On the negative side, Lillard doesn’t have great instincts as a point guard. Four assists per game is a red flag. When he draws the defense, he needs to get better at finding teammates with opportunities to score, especially at the NBA level.
Lillard is also a liability on defense. Although he has the athleticism to be a very solid defensive player, he often seems disinterested on the defensive end of the floor and doesn’t make a meaningful impact.
It’s likely that Lillard could get drafted in the top-10 picks, so the Suns may have to look elsewhere. However, he’s a dynamic scorer at the point guard position who could make an immediate impact.
Kendall Marshall is the definition of a pass-first point guard.
Unlike Lillard, Marshall is in his element when setting up teammates to score points.
Marshall also displayed his ability to play big in big games. Against Creighton in the NCAA tournament, Marshall finished with 18 points and 11 assists on 7-for-8 shooting.
While some scouts view him as a one-dimensional player because he is so often facilitating his teammates, developing his shot is an easy aspect to practice.
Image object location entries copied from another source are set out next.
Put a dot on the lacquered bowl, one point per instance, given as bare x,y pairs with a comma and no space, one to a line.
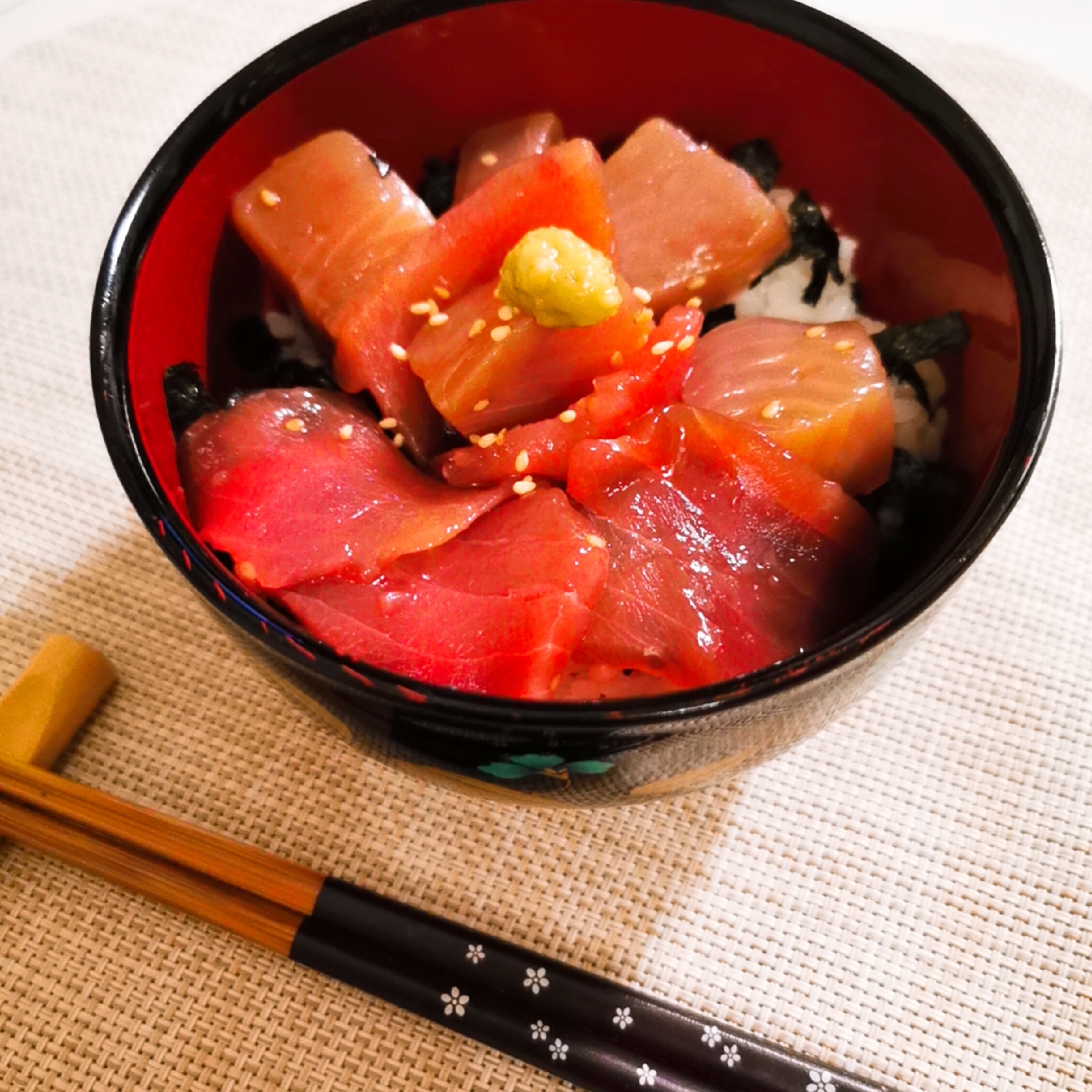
943,222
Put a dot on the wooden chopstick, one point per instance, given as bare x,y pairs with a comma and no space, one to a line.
239,912
261,874
588,1030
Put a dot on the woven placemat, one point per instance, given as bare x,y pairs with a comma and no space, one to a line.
907,895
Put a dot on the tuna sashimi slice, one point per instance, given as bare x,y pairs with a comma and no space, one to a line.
564,187
650,378
497,611
819,391
482,383
687,221
327,220
498,146
324,219
300,485
727,554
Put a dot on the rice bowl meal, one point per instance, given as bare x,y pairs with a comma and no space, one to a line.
566,423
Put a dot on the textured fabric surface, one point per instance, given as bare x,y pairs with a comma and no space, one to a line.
908,895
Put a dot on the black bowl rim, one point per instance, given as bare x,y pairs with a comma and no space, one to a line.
973,152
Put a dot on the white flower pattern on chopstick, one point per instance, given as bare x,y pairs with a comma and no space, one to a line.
711,1037
454,1002
536,980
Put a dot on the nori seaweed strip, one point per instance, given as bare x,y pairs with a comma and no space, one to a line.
759,160
437,189
913,510
815,240
901,347
186,396
253,347
718,318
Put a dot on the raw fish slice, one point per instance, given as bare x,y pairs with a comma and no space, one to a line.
495,147
300,485
482,385
728,554
564,187
688,222
327,221
324,219
647,379
821,392
497,611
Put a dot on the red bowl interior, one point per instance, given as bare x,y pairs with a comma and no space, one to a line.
929,244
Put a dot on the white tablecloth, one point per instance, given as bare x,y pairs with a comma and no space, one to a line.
909,895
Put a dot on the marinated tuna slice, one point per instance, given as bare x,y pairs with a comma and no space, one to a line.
819,391
688,222
491,150
299,485
564,187
727,554
650,378
324,219
497,611
488,367
327,220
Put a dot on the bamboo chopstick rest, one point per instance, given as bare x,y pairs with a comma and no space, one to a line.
45,707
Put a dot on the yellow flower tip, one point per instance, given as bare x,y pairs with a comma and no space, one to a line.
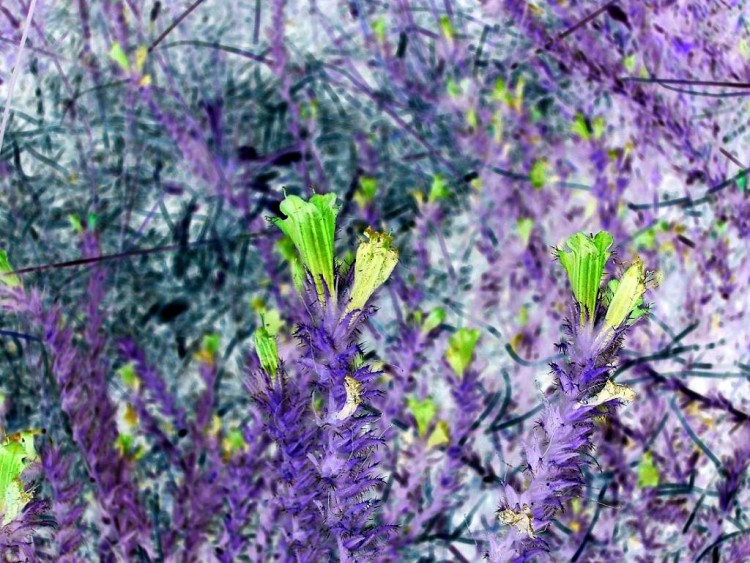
374,263
353,398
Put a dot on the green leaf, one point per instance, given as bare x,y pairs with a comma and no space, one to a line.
75,222
423,412
16,454
311,226
446,27
368,187
439,189
433,320
118,55
373,266
211,343
627,296
441,436
524,227
648,473
267,351
584,263
461,349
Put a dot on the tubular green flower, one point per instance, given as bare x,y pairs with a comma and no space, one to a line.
584,262
311,226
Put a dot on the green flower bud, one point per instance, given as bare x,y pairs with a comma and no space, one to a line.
441,436
648,473
17,452
311,226
627,297
461,349
423,412
584,262
373,266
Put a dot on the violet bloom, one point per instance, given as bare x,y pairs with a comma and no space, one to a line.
325,438
558,449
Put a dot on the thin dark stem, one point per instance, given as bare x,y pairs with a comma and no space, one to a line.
174,24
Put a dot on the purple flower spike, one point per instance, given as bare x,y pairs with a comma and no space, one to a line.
557,451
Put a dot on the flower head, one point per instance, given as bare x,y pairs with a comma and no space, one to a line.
373,266
584,262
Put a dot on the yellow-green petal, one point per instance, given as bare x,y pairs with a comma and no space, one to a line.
373,265
584,262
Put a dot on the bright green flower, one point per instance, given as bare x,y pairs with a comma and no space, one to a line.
423,412
584,262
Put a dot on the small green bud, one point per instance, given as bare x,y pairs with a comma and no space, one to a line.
538,174
524,228
268,353
581,128
461,349
373,266
368,187
584,262
439,189
17,452
353,398
423,412
627,296
128,376
6,277
311,226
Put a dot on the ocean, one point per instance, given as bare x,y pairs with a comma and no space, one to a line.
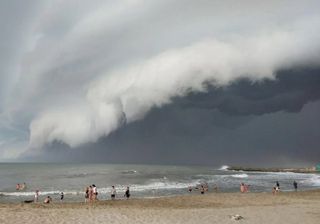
143,180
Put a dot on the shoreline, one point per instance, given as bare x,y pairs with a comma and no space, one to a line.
263,208
170,199
310,170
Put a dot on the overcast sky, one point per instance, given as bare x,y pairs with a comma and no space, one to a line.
146,81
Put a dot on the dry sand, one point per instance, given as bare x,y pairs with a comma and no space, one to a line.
286,207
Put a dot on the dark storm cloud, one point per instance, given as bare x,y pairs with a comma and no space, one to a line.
74,72
197,129
289,92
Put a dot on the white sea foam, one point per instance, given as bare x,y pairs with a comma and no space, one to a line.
314,180
243,175
224,167
31,193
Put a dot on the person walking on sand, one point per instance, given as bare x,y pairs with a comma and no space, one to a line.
86,195
61,196
295,185
90,193
127,193
94,192
242,188
277,186
36,196
113,193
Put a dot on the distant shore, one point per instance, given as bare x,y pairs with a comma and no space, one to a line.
285,207
294,170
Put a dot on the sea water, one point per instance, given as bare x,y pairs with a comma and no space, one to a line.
143,180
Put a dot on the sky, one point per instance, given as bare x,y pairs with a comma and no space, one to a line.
161,82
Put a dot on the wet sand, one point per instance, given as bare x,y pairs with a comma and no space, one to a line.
286,207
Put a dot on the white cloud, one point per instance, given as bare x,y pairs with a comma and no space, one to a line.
133,91
86,69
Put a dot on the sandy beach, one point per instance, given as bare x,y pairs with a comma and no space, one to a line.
286,207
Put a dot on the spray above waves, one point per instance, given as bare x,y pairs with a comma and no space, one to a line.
224,168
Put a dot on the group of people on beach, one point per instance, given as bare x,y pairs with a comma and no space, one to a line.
91,193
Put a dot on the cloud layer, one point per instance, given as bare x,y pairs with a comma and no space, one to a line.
73,73
128,94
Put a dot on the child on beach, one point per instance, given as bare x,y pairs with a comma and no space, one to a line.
295,185
94,192
36,196
113,193
127,193
61,196
47,200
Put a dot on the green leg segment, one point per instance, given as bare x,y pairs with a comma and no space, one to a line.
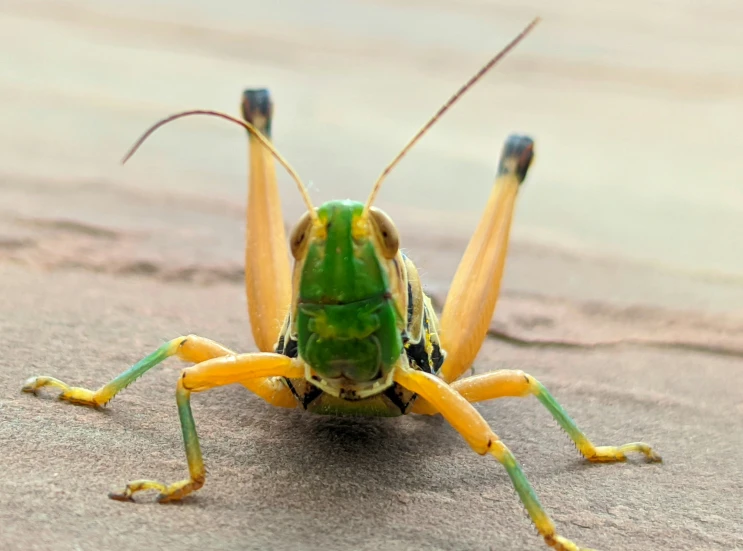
191,348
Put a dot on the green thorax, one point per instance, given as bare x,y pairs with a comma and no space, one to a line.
346,319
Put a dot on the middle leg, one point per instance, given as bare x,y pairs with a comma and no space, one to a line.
474,429
222,371
517,384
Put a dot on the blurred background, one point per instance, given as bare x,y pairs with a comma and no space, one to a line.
636,108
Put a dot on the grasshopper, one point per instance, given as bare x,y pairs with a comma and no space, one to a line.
348,330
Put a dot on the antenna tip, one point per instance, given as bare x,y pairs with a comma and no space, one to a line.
257,109
516,156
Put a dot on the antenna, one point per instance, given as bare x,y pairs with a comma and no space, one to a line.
444,108
247,126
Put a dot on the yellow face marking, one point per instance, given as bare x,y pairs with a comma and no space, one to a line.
360,227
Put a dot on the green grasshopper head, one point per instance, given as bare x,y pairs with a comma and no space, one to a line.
350,297
349,301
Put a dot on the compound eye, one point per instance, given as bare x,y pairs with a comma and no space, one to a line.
386,232
300,235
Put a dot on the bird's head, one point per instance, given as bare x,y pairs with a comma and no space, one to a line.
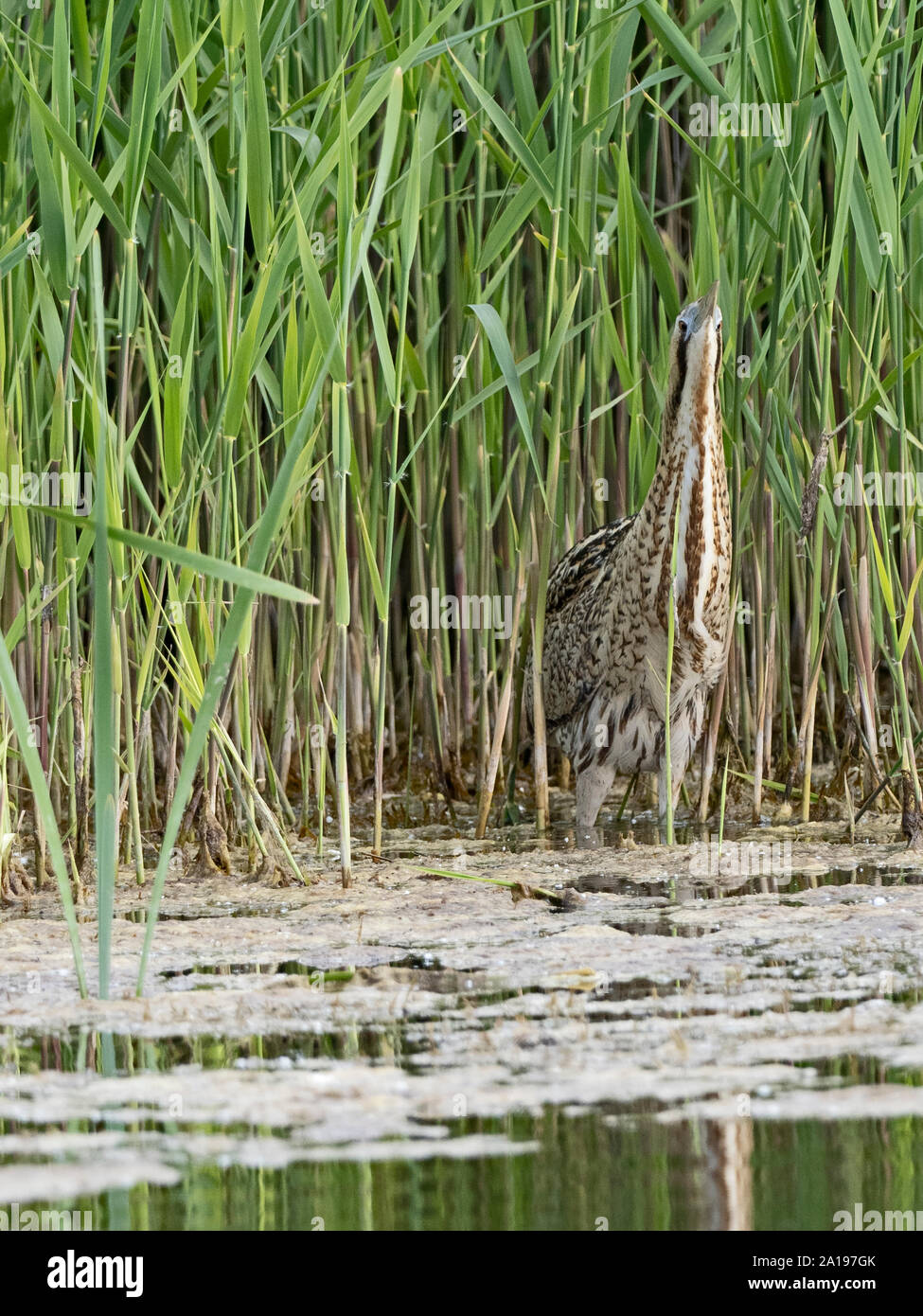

As a passer, Marshall has a tremendous feel for the game of basketball. His ability to set up teammates led to him averaging 9.8 assists per game last season.
He certainly has to improve his offensive game as a scorer, but as far as being a point guard, Marshall understands that responsibility.
At 6’5,” 205 pounds, Tony Wroten is another prospect with an NBA-ready body. However, there are some concerns about whether he fits better as a point guard or a shooting guard.
Wroten is at his best when he’s driving to the basket and finishing strong. Unfortunately for Wroten, his basketball prowess ends there.
He shot a pathetic 16.1 percent from the three-point line last season, and perhaps worse, was a 58.3 percent shooter from the free-throw line.
He has time to develop those aspects of his game, but guards without shooting range often struggle at the NBA level. Two exceptions off the top of my head are Tony Parker and Andre Miller.
Wroten is a great athlete, but he would have helped his draft stock by staying in school for another season to improve his free throws and his outside shot. He'll be a project for the team who decides to draft him.
Marquis Teague, the younger brother of Atlanta Hawks’ point guard Jeff Teague, may benefit from knowing someone who has made the transition to the NBA.
Teague may be undersized for a point guard at 6’2,” 189 pounds. He may need to get stronger for competition in the NBA, but he's a sneaky athlete who may be able to get by anyway.
I have concerns over whether or not Teague’s stats were inflated playing for a very good Kentucky team. Of course, at the same time, his stats my not tell the whole story because he wasn't the guy for his team.
Nevertheless, Teague is mature beyond his years and is lightning quick on the court.
He needs to improve his range (32.5 percent from three-point land) as well as his free-throw shooting (71.4 percent).